First, she continued her singing education in Paris, but decided in 1933 to become a photojournalist. One may only guess why Model decided to end her music career: maybe she thought she would never earn enough credit, was tired of music, or felt pressure to have to learn a trade to earn money. Even she neither disclosed the reason. Models younger sister Olga, herself a professional photographer, brought her the first steps. Also her friend and photographer Rogi André, André Kertész’s wife influenced her and showed her the handling of special reflex cameras.
In 1934 Model made her best-known photo series of the noble vacationers at Nice’s Promenade des Anglais, which 1935 appeared in Regards with a social-critical commentary, a magazine of the Communist Party. This series was criticized, but also brought immediate recognition to important photographers such as Berenice Abbott, Anselm Adams and Edward Weston.
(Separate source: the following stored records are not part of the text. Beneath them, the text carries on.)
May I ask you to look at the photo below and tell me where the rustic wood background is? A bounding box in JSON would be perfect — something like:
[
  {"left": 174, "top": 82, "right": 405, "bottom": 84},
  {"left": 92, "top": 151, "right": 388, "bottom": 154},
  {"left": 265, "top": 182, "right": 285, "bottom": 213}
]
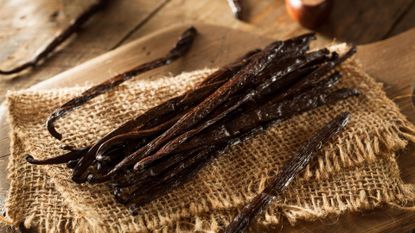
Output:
[
  {"left": 0, "top": 0, "right": 414, "bottom": 232},
  {"left": 0, "top": 0, "right": 414, "bottom": 101}
]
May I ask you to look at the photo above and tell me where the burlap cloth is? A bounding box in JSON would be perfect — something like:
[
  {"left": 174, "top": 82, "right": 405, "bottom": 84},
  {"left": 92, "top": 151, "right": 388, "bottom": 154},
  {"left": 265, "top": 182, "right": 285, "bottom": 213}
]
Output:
[{"left": 4, "top": 58, "right": 415, "bottom": 232}]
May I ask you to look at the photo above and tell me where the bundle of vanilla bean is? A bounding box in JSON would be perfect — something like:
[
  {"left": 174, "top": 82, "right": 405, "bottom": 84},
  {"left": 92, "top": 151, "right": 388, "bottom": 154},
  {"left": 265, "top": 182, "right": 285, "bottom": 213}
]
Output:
[{"left": 26, "top": 27, "right": 359, "bottom": 216}]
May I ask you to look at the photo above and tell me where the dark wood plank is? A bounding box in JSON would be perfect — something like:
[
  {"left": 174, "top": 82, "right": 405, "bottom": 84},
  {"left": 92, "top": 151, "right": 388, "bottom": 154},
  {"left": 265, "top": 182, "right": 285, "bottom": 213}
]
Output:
[
  {"left": 0, "top": 0, "right": 67, "bottom": 69},
  {"left": 0, "top": 0, "right": 168, "bottom": 102},
  {"left": 387, "top": 0, "right": 415, "bottom": 37},
  {"left": 317, "top": 0, "right": 414, "bottom": 44}
]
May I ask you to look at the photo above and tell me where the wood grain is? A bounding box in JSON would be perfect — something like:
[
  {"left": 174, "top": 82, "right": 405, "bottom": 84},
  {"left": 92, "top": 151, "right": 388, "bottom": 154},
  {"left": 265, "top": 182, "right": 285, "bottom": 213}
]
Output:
[
  {"left": 0, "top": 24, "right": 414, "bottom": 232},
  {"left": 317, "top": 0, "right": 414, "bottom": 44},
  {"left": 388, "top": 0, "right": 415, "bottom": 38},
  {"left": 0, "top": 0, "right": 167, "bottom": 101},
  {"left": 0, "top": 0, "right": 68, "bottom": 69},
  {"left": 1, "top": 0, "right": 415, "bottom": 104},
  {"left": 122, "top": 0, "right": 308, "bottom": 46}
]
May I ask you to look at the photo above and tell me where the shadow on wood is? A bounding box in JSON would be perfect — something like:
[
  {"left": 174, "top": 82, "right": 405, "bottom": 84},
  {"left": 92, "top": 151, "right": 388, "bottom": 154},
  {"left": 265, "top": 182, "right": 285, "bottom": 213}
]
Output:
[{"left": 316, "top": 0, "right": 415, "bottom": 44}]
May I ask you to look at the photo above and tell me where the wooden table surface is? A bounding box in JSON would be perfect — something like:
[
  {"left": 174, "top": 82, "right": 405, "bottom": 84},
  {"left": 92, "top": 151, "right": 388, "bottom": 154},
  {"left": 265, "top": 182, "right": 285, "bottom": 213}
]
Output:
[
  {"left": 0, "top": 1, "right": 414, "bottom": 232},
  {"left": 1, "top": 0, "right": 415, "bottom": 102}
]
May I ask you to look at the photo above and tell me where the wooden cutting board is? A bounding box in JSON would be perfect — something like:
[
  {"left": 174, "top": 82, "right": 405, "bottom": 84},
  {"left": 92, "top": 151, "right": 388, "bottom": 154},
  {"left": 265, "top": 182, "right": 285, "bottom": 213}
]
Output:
[{"left": 0, "top": 24, "right": 414, "bottom": 233}]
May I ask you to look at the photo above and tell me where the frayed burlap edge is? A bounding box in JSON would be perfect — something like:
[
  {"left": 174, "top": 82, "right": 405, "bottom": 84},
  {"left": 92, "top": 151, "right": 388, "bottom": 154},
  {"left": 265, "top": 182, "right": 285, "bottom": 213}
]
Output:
[{"left": 144, "top": 158, "right": 415, "bottom": 233}]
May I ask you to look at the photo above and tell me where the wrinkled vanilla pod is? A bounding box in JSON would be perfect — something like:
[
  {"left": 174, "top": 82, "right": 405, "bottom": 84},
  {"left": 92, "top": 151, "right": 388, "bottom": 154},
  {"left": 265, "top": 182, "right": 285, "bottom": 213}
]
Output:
[
  {"left": 0, "top": 0, "right": 108, "bottom": 76},
  {"left": 112, "top": 89, "right": 358, "bottom": 209},
  {"left": 122, "top": 149, "right": 218, "bottom": 212},
  {"left": 46, "top": 26, "right": 198, "bottom": 140},
  {"left": 89, "top": 33, "right": 318, "bottom": 181},
  {"left": 134, "top": 49, "right": 334, "bottom": 167},
  {"left": 116, "top": 147, "right": 212, "bottom": 204},
  {"left": 174, "top": 86, "right": 359, "bottom": 154},
  {"left": 128, "top": 148, "right": 217, "bottom": 215},
  {"left": 25, "top": 147, "right": 88, "bottom": 165},
  {"left": 115, "top": 59, "right": 358, "bottom": 205},
  {"left": 156, "top": 86, "right": 358, "bottom": 171},
  {"left": 34, "top": 50, "right": 251, "bottom": 182},
  {"left": 223, "top": 112, "right": 351, "bottom": 233},
  {"left": 71, "top": 49, "right": 260, "bottom": 182},
  {"left": 109, "top": 85, "right": 358, "bottom": 201},
  {"left": 34, "top": 44, "right": 332, "bottom": 169},
  {"left": 94, "top": 109, "right": 191, "bottom": 162},
  {"left": 198, "top": 49, "right": 261, "bottom": 86},
  {"left": 133, "top": 49, "right": 331, "bottom": 169},
  {"left": 110, "top": 83, "right": 359, "bottom": 205},
  {"left": 93, "top": 49, "right": 261, "bottom": 160}
]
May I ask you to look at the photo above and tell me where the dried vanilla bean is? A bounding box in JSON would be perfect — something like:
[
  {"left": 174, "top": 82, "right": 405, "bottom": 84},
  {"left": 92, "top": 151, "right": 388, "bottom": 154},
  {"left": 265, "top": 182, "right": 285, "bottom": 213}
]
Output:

In Nice she met the Russian painter Evsa Model, whom she married in 1936. Together they emigrated to the USA in 1938 where Model had contact with influential personalities such as Alexei Brodovitch, the art director of Harper’s Bazaar, or the photographers Ansel Adams and Berenice Abbott. In 1940 the Museum of Modern Art in New York bought first photographs of Lisette Model and exhibited them in a group exhibition.
Until 1952 Model worked as a freelance press photographer, her works were regularly published in Harper’s Bazaar, Cue, PM Weekly or Cosmopolitan. She photographed in New York’s bars, hotels and luxury restaurants, on the beach of Coney Island, the streets of Paris and Nice as well as on exclusive fashion shows. Also formalistic works such as the shop window reflections and running legs emerged. In 1952, she began a jazz photo series, portraying Louis Armstrong and Ella Fitzgerald among others.
In the mid-1950s, Model turned away from active photography, as American authorities ascribed communist activities to her, prevented new commissions, and paralysed her work. In 1949 she began to teach photography at the California School of Fine Arts and from 1953 at the New School for Social Research in New York City until her death. Her most famous students were Diane Arbus and Bruce Weber.